A (128 rows × 8 cols), thread 0 reads:
k=0 k=1 k=2 k=3 k=4 k=5 k=6 k=7
Row 0: [ • • • • • • • • ] ← 8 values
Row 1: [ • • • • • • • • ]
Row 2: [ • • • • • • • • ]
Row 3: [ • • • • • • • • ]
... (rows 4-63: other threads)
Row 64:[ • • • • • • • • ]
Row 65:[ • • • • • • • • ]
Row 66:[ • • • • • • • • ]
Row 67:[ • • • • • • • • ]
Total per k_tile: 8 rows × 8 cols = 64 elements
Strides: (1, 64, 256)
1 = M-major (consecutive rows in memory)
64 = gap between M-groups (row 0 to row 64 = offset 64, since stride-in-M = 1)
256 = K-stride (next column = +256 in original A, since A is 256-tall)
partition_B for Thread 0, k_tile=0
gB[:, :, 0] → shape (128, 8), stride (1, 128) ← B is N-major (128 tall)
tCgB = thr_mma.partition_B(gB[:,:,0])
→ shape (1, (4,2), 8), stride (0, (1,64), 128)
V N-cols K-cols
Thread 0 needs the same N-columns it owns in C: {0,1,2,3, 64,65,66,67}
And ALL 8 K-columns.
Same pattern as A: 8 rows of B (which are N-indices) × 8 K-elements = 64 values.
The Inner Compute: What Happens Per k_block
k_block = 0 (first of 8 within the BK=8 tile):
tCrA[:, :, 0] = shape (1, (4,2)) = 8 A-values: A[m, k=0] for m in {0,1,2,3,64,65,66,67}
tCrB[:, :, 0] = shape (1, (4,2)) = 8 B-values: B[n, k=0] for n in {0,1,2,3,64,65,66,67}
tCrC = shape (1, (4,2), (4,2)) = 64 accumulators
cute.gemm does (for scalar FMA atom):
┌─────────────────────────────────────────────────────────┐
│ for each m in {0..7}: (8 M-values) │
│ for each n in {0..7}: (8 N-values) │
│ C[m,n] += A[m] * B[n] (1 FMA) │
│ │
│ = 64 FMAs for this k_block │
└─────────────────────────────────────────────────────────┘
After all 8 k_blocks in this k_tile: 512 FMAs
After all 4 k_tiles: 2048 FMAs total for thread 0
Step D: Epilogue — Store Results
cute.copy(atom, tCrC, tCgC)
Source: tCrC — 64 values in registers, shape (1,(4,2),(4,2))
Dest: tCgC — 64 locations in global C, stride (0,(128,8192),(1,64))
The copy atom (CopyUniversalOp) = simple store instruction.

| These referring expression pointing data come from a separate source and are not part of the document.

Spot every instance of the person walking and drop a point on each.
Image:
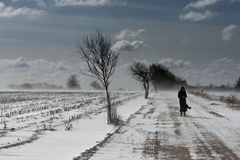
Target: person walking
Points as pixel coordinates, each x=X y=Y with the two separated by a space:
x=182 y=95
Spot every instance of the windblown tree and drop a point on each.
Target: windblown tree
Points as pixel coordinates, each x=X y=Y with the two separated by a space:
x=95 y=50
x=140 y=72
x=162 y=77
x=95 y=85
x=237 y=86
x=72 y=82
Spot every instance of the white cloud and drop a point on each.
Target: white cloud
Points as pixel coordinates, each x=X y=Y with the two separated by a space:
x=62 y=3
x=8 y=11
x=201 y=4
x=228 y=32
x=81 y=2
x=125 y=45
x=174 y=64
x=129 y=34
x=193 y=16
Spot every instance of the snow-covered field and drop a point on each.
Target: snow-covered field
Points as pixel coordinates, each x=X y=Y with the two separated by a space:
x=225 y=94
x=152 y=129
x=36 y=123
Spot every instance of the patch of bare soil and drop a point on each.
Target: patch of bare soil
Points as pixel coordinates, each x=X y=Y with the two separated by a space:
x=220 y=148
x=152 y=148
x=216 y=114
x=209 y=146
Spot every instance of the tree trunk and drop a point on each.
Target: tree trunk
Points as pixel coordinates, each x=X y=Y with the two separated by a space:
x=109 y=107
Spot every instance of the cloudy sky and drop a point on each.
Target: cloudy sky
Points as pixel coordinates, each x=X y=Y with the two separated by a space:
x=199 y=40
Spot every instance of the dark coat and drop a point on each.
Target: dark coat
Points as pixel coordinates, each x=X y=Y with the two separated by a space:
x=182 y=95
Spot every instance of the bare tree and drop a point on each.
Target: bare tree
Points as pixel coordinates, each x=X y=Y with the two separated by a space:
x=101 y=60
x=72 y=82
x=237 y=85
x=95 y=85
x=140 y=72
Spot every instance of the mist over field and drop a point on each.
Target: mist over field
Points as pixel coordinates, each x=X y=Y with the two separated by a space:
x=119 y=79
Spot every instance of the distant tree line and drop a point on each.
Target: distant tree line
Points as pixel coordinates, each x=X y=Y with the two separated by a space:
x=31 y=86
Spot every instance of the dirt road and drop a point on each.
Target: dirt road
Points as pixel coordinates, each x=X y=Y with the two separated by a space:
x=209 y=131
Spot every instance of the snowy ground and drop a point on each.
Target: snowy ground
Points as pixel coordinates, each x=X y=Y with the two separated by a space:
x=219 y=94
x=31 y=111
x=152 y=129
x=156 y=131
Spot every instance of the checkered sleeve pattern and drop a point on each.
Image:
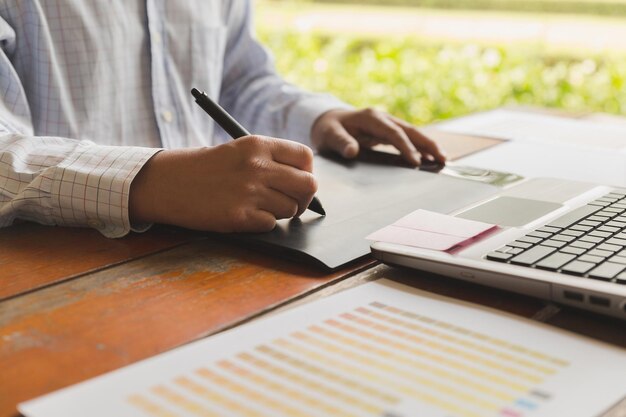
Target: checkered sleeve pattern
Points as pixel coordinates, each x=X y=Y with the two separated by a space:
x=66 y=182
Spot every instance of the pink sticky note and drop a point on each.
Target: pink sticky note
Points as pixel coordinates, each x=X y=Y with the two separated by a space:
x=429 y=221
x=428 y=230
x=416 y=238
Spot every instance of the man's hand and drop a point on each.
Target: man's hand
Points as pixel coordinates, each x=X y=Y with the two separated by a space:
x=241 y=186
x=345 y=131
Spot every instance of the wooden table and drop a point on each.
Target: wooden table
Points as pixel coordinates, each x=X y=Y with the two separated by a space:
x=74 y=305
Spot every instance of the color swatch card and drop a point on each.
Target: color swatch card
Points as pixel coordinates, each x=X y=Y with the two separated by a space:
x=429 y=230
x=382 y=349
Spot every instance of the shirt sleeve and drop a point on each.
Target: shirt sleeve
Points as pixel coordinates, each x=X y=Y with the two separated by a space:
x=255 y=94
x=59 y=181
x=64 y=182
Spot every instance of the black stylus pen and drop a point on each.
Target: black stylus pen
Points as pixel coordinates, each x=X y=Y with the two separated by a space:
x=235 y=130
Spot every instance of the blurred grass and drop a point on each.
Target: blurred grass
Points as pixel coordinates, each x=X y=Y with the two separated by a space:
x=425 y=81
x=598 y=7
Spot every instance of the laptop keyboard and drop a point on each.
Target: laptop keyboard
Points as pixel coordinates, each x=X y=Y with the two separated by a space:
x=589 y=242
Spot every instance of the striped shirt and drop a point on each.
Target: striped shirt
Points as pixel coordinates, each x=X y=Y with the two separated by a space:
x=90 y=90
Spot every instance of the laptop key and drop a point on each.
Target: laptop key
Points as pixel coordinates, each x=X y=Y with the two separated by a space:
x=499 y=256
x=600 y=253
x=529 y=239
x=577 y=267
x=607 y=271
x=548 y=229
x=609 y=248
x=581 y=228
x=598 y=218
x=532 y=256
x=518 y=244
x=616 y=241
x=598 y=233
x=591 y=239
x=619 y=260
x=540 y=235
x=573 y=216
x=554 y=243
x=615 y=223
x=571 y=232
x=591 y=258
x=613 y=209
x=590 y=223
x=584 y=245
x=608 y=229
x=563 y=238
x=555 y=261
x=573 y=250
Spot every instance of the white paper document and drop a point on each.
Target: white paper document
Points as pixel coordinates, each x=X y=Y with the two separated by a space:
x=382 y=349
x=542 y=129
x=553 y=160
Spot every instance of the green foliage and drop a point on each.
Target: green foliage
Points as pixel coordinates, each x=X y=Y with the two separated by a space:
x=423 y=82
x=598 y=7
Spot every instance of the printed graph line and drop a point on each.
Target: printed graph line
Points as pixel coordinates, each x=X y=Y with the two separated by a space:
x=345 y=363
x=216 y=398
x=370 y=392
x=412 y=338
x=308 y=401
x=457 y=341
x=183 y=402
x=252 y=395
x=310 y=384
x=459 y=366
x=470 y=333
x=367 y=362
x=149 y=407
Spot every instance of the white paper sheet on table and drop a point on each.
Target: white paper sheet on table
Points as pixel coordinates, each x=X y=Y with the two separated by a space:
x=553 y=160
x=381 y=349
x=542 y=129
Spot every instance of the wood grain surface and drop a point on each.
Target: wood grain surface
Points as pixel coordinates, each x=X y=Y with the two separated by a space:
x=33 y=256
x=74 y=305
x=78 y=329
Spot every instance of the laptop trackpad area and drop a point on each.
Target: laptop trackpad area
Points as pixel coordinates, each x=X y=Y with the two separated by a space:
x=510 y=211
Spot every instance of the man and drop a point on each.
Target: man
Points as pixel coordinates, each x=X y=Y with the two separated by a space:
x=92 y=91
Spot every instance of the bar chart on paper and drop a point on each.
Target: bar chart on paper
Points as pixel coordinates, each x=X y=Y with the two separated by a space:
x=378 y=350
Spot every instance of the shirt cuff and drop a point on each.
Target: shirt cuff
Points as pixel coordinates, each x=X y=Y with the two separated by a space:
x=92 y=187
x=305 y=112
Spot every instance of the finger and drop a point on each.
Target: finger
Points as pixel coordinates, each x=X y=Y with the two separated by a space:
x=299 y=185
x=339 y=140
x=423 y=143
x=256 y=221
x=383 y=128
x=280 y=205
x=291 y=153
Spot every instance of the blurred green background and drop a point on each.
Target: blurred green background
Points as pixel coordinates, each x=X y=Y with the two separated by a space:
x=425 y=62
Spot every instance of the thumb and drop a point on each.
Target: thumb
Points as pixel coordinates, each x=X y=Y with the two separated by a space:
x=340 y=141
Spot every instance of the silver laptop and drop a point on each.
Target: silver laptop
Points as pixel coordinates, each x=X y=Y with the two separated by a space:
x=559 y=240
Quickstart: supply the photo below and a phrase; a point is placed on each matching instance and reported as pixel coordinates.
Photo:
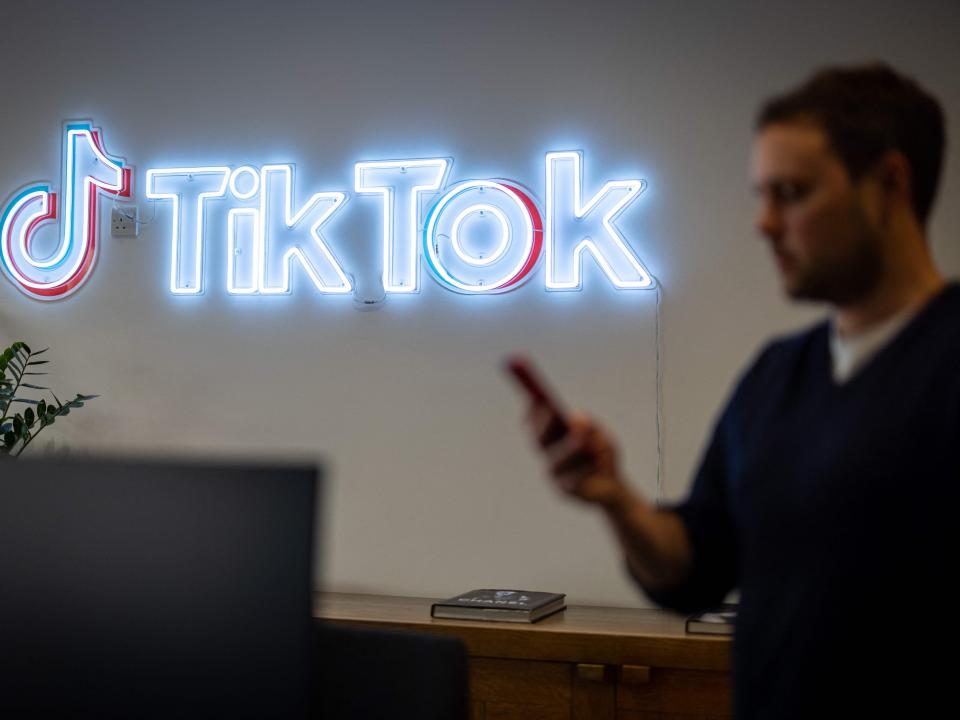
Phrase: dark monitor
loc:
(155, 589)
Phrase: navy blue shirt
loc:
(834, 509)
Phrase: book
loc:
(716, 621)
(500, 605)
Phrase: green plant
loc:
(19, 430)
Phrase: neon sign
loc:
(473, 237)
(48, 271)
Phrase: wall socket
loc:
(124, 221)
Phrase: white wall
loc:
(434, 489)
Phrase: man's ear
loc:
(896, 175)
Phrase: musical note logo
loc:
(44, 265)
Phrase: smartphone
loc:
(530, 380)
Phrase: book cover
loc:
(716, 621)
(501, 605)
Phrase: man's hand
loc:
(583, 462)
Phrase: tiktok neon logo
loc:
(473, 237)
(478, 236)
(49, 269)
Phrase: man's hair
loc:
(866, 111)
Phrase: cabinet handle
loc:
(634, 674)
(590, 673)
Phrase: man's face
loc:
(822, 226)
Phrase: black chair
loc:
(362, 673)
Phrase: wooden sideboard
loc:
(586, 662)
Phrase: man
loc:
(829, 491)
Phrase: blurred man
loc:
(828, 491)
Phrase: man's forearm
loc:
(655, 541)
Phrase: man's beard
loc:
(846, 278)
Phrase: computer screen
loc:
(149, 589)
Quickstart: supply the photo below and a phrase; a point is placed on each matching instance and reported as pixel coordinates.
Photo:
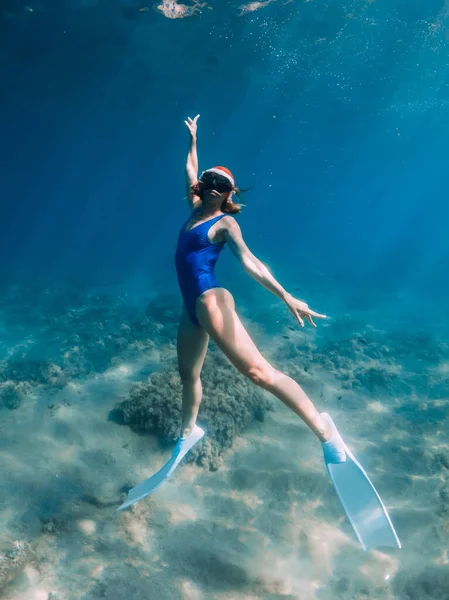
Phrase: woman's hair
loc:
(228, 206)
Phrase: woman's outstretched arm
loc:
(258, 271)
(192, 161)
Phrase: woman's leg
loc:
(215, 310)
(192, 347)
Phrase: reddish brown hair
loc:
(227, 206)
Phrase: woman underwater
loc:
(209, 312)
(209, 309)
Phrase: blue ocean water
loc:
(336, 115)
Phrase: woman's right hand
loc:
(191, 125)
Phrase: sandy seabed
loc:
(260, 521)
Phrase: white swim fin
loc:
(148, 486)
(363, 506)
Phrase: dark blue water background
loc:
(337, 115)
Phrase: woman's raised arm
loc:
(192, 161)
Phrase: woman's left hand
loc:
(300, 310)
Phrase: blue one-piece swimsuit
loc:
(195, 262)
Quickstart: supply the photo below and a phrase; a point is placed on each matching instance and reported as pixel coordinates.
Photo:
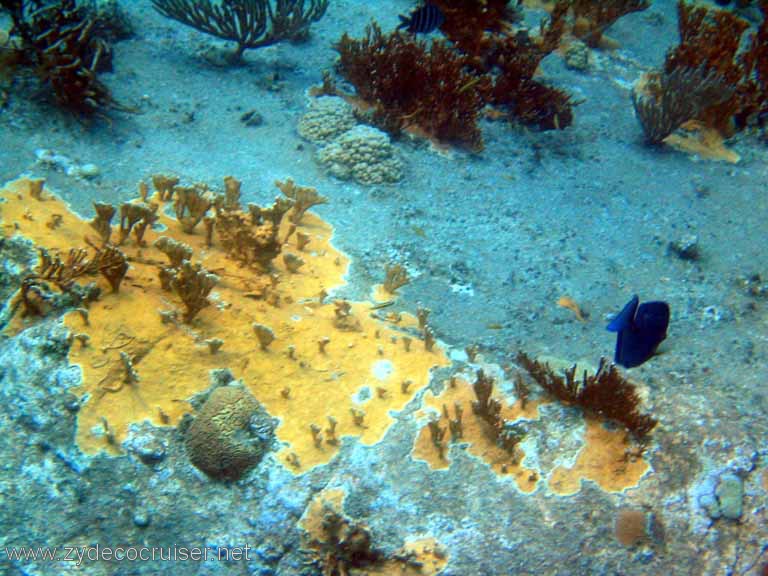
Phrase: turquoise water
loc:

Strides in tCgC tell copy where each register value goes in global memory.
Register[v=0, m=(i,g_m), n=(j,g_n)] → C[row, col]
where:
row = i + g_m * 64 (i in 0..3, g_m in 0..1)
col = j + g_n * 64 (j in 0..3, g_n in 0..1)
address = base + row*128 + col
Complete Flow for Thread 0
Setup (host):
TiledMMA = atom(1×1×1 FMA) × layout(16×16) + permutation((16,4),(16,4))
Grid = (2, 1, 1), Block = (256, 1, 1)
Kernel (thread 0, block 0,0):
A. local_tile:
mA(256,32) → gA(128, 8, 4) this CTA's A chunk, 4 K-tiles
mC(256,128) → gC(128, 128) this CTA's output
B. partition_C:
gC(128,128) → tCgC(1,(4,2),(4,2)) thread 0's 64 output slots
allocate tCrC = 64 registers, zeroed
C. K-loop (×4 tiles):
gA(:,:,k) → partition_A → tCgA(1,(4,2),8) → copy to tCrA (registers)
gB(:,:,k) → partition_B → tCgB(1,(4,2),8) → copy to tCrB (registers)
Inner loop (×8 k_blocks):
cute.gemm: tCrC += tCrA[:,:,kb] outer_product tCrB[:,:,kb]
(64 scalar FMAs per k_block)
D. Epilogue:
cute.copy: tCrC(registers) → tCgC(global memory)
64 stores to the 4 scattered 4×4 blocks in C
Summary Table
| Quantity | Value | Derivation |
| CTAs (blocks) | 2 | ceil(256/128) × ceil(128/128) = 2×1 |
| Threads per CTA | 256 | 16×16 atom grid |
| C elements per thread | 64 | 128×128 / 256 |
| C element layout | 4 blocks of 4×4 | permutation (16,4)×(16,4) |
| K-tiles (outer loop) | 4 | 32 / 8 |
| K-blocks (inner loop) | 8 | BK=8, atom K=1 |
| A loads per k_tile | 64 | 8 rows × 8 K-elements |
| B loads per k_tile | 64 | 8 rows × 8 K-elements |
| FMAs total | 2048 | 64 outputs × K=32 |
| Registers for accum | 64 × f32 | = 256 bytes per thread |
Naming Convention Reference
| Name | Breakdown | Meaning |
tCgC | t-C-g-C | thread-partitioned, using C's partition, in global mem, of tensor C |
tCgA | t-C-g-A | thread-partitioned, using C's partition, in global mem, of tensor A |
tCrC | t-C-r-C | thread-partitioned, using C's partition, in registers, of tensor C |
tCrA | t-C-r-A | thread-partitioned, using C's partition, in registers, of tensor A |
gA | g-A | CTA-tiled view of A in global memory |
gC | g-C | CTA-tiled view of C in global memory |
Why is A partitioned "using C's scheme"?
Because the MMA output (C) determines which (M,N) coordinates each thread owns. That thread must load the matching A rows (same M-indices) and B columns (same N-indices). So partition_A uses the M-component of C's thread mapping.